This year, as with the previous ten, I once again had the pleasure of addressing a number of audiences during January MLK-related events on campuses and in communities across the country. Much of my presentation was the same as always, focused on reminding the audience of the substantial unfinished business in the ongoing fight against racism. But there was also at least one significant difference. This year, the U.S. is at war, having been engaged in bombing one of the poorest nations on Earth since October.
Given Dr. King's commitment to non-violence, even in the face of attack by others, I felt obliged to mention the likely opposition to said bombing that would have been part of King's current message were he still alive. King, after all, understood terrorism and faced it down regularly. Yet he did so without resort to arms, knowing that rarely if ever has true peace, security or justice been won at gunpoint.
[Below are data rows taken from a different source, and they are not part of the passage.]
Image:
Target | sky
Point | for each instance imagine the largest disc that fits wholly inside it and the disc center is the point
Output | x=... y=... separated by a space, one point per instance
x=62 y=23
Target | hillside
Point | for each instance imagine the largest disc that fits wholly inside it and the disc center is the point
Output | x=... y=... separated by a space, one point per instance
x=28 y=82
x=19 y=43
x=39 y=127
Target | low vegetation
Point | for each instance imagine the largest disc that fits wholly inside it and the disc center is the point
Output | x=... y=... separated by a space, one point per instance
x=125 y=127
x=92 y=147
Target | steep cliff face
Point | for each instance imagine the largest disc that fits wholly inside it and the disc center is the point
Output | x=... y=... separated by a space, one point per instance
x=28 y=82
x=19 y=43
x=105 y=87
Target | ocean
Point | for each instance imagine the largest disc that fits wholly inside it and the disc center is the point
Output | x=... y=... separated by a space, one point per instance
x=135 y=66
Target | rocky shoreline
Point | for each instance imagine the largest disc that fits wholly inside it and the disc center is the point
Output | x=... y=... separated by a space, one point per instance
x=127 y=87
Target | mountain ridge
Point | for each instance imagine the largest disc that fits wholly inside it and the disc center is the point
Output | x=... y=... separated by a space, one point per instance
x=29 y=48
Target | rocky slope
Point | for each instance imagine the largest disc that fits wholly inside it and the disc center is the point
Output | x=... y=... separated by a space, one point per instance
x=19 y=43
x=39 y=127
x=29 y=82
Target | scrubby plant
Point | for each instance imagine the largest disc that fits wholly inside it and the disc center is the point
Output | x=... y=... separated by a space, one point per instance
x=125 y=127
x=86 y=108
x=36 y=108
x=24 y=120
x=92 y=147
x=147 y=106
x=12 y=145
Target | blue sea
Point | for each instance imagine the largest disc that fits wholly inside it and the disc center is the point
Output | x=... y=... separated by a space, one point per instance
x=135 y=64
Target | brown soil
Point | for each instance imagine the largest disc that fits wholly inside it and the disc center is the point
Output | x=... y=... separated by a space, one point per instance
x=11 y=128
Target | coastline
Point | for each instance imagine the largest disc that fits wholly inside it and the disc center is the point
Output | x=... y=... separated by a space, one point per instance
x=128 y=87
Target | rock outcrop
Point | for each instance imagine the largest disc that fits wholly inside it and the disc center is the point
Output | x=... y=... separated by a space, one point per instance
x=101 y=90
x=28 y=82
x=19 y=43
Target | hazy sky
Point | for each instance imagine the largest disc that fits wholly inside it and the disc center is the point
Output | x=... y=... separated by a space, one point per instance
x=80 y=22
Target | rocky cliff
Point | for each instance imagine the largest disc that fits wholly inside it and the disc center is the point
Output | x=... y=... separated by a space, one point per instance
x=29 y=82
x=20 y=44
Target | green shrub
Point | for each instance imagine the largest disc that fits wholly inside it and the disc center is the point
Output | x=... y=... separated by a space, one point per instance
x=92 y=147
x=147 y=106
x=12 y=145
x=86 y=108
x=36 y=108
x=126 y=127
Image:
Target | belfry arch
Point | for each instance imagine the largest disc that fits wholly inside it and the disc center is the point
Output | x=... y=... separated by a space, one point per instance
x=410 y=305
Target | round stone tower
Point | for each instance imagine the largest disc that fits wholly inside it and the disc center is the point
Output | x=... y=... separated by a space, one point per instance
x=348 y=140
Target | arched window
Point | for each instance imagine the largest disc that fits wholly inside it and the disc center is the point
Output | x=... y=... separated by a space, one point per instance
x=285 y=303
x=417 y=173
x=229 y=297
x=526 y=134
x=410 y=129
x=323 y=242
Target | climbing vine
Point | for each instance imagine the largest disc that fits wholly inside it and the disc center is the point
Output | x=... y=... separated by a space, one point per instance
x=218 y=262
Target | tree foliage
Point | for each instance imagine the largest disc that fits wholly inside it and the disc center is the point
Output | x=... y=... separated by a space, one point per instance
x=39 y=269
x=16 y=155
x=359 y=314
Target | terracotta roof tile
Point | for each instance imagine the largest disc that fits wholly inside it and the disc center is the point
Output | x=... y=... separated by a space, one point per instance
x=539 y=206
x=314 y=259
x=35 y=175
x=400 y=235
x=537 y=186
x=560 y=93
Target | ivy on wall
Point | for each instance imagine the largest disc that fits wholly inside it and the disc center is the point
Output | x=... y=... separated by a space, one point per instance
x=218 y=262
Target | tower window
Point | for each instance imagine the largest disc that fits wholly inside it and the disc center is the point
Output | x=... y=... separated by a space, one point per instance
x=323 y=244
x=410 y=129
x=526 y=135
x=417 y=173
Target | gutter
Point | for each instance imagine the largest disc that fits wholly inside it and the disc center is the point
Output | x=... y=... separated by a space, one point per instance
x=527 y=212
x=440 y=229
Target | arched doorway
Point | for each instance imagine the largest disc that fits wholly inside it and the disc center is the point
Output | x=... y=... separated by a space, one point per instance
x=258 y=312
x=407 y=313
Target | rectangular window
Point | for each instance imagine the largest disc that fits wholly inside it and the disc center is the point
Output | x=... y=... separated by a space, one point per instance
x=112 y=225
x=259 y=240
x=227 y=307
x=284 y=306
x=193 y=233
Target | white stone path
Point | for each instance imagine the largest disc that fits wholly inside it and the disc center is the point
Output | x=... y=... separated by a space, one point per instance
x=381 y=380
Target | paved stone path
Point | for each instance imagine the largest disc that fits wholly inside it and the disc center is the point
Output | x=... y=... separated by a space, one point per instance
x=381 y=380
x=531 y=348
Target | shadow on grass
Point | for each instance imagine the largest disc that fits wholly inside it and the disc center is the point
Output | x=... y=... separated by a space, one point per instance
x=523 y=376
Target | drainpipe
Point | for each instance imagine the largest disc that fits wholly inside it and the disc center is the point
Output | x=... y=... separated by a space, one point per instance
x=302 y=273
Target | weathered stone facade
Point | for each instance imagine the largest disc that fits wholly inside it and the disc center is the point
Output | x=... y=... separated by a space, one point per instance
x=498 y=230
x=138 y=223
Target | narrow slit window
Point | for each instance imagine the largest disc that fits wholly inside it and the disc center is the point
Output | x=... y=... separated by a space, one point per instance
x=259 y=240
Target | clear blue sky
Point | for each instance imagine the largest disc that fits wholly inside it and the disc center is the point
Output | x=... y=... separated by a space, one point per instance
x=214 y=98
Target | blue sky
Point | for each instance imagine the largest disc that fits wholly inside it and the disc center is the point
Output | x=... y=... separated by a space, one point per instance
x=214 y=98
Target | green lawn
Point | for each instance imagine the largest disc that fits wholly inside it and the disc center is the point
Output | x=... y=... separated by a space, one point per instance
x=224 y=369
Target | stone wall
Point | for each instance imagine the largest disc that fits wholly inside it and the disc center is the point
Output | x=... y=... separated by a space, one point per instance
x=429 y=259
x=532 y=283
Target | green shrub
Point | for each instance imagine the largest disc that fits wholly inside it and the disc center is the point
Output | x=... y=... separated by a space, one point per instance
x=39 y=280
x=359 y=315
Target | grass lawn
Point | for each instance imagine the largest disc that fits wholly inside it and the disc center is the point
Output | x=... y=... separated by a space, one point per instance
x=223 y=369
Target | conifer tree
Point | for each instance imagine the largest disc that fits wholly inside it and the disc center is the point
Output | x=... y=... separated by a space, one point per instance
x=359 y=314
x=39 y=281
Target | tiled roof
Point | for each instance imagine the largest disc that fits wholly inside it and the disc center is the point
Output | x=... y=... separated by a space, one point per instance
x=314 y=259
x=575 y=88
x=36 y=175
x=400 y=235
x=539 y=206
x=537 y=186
Those who would claim that fanatical racists were (or are) any less dangerous than Osama bin Laden and his minions, never fished black bodies out of rivers in Mississippi, nor picked up the pieces of bombed out churches. They have forgotten the swollen face of Emmett Till, the bullet-ridden car of Viola Liuzzo, or what Billie Holiday called the "strange fruit" found hanging from tree limbs, surrounded by conscience-numbed whites, admiring their craft the way others might gaze upon paintings in the Louvre.
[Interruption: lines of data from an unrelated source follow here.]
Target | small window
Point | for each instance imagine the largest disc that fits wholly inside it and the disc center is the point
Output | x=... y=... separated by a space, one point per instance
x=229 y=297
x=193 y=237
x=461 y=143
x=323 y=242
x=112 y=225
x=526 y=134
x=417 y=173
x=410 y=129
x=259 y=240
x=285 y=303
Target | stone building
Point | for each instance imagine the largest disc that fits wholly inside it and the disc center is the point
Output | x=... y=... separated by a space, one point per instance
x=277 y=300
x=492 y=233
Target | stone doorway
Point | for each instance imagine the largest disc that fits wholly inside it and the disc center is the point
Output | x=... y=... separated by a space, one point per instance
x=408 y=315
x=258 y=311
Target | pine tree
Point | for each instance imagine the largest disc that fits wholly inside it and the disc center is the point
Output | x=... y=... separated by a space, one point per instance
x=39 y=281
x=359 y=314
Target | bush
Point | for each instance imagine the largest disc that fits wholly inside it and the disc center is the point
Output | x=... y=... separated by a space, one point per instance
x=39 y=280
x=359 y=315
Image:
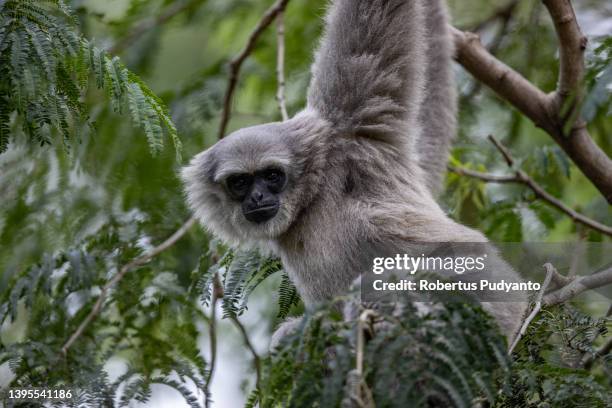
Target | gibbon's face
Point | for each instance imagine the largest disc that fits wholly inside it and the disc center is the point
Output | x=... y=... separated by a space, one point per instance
x=244 y=187
x=258 y=192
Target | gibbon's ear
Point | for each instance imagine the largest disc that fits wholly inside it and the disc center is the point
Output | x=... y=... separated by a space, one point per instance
x=369 y=71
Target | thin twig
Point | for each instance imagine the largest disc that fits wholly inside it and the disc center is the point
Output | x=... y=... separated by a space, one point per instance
x=139 y=261
x=579 y=285
x=140 y=29
x=236 y=62
x=520 y=177
x=544 y=110
x=249 y=345
x=588 y=360
x=280 y=65
x=536 y=308
x=212 y=330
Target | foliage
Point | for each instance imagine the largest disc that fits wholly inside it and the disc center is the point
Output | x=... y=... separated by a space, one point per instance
x=49 y=66
x=547 y=369
x=451 y=356
x=82 y=197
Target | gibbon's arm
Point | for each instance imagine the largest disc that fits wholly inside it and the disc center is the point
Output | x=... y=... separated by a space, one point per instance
x=438 y=112
x=368 y=74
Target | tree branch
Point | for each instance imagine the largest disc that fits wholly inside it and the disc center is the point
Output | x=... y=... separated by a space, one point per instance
x=572 y=44
x=548 y=112
x=520 y=177
x=249 y=345
x=280 y=65
x=579 y=285
x=139 y=261
x=236 y=63
x=140 y=29
x=536 y=308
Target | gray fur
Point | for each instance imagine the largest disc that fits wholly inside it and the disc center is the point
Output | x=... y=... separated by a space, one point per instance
x=354 y=176
x=438 y=111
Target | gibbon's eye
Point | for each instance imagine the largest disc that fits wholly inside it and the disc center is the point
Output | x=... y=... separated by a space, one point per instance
x=239 y=184
x=273 y=175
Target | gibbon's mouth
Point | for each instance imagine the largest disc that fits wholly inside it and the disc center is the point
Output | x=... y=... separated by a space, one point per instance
x=261 y=214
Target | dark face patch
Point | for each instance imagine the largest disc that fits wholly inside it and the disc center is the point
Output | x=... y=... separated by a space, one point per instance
x=258 y=192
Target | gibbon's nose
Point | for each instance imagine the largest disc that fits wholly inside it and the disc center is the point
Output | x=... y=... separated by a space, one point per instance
x=257 y=196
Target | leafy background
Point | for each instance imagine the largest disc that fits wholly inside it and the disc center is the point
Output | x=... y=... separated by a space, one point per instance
x=92 y=145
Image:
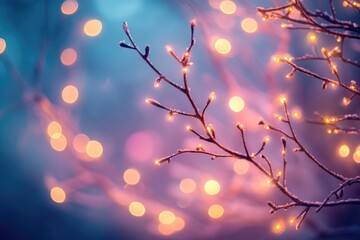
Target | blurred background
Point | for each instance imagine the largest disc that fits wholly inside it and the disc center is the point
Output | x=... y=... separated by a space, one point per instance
x=78 y=142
The fact that Dr. King in his last years had come to the painful recognition that his own government "was the greatest purveyor of violence in the world today" was worth mentioning, or so I thought.
Needless to say, many in my audiences felt otherwise. Although virtually all the persons of color responded to such remarks with agreement, for most whites, the mention of Dr. King's anti-militarism and condemnations of his own nation's actions abroad was more than they could handle. Many were angry, and some wrote letters in protest to those who had brought in a speaker like me to say such scandalous things.
They wanted the safe Dr. King. The pleasant Dr. King. The Dr. King who they seem to think would pat them on the head for breaking bread at a banquet dinner with black people. The Dr. King who they seem to think sought nothing more than a good, spirited chorus of Kumbaya, or perhaps a burger at the Woolworth's counter. In short, they wanted the Dr. King spoken of by their President, a man who had been too busy drinking with his Deke buddies at Yale to have personally lent his voice to the fight against racism, but who thinks nothing of invoking the good Doctor's name now.
That particular Dr. King -- the one with whom the nation's frat-boy in chief is more comfortable -- is one who, to listen to the President's speech about him, might as well have died in 1963. For Bush mentioned not one word of King's activities, nor quoted him at all from any speech or writing in the last five years of his life -- and with good reason. For it was during those years that King raised serious questions about the moral propriety of capitalism, and insisted, "any nation that continues year after year to spend more money on military defense than on programs of social uplift is approaching spiritual death."
For much of white America, accepting Dr. King and celebrating him is something they seek to do on their own terms, not his. They accept part of the man, and part of his message, but not all of it. They certainly don't wish to acknowledge King's decided lack of support for nationalistic patriotism the likes of which we have seen since September 11. To wit, his claim in December of 1967 that "our loyalties must transcend our race, our tribe, our class, and our nation. This means we must develop a world perspective."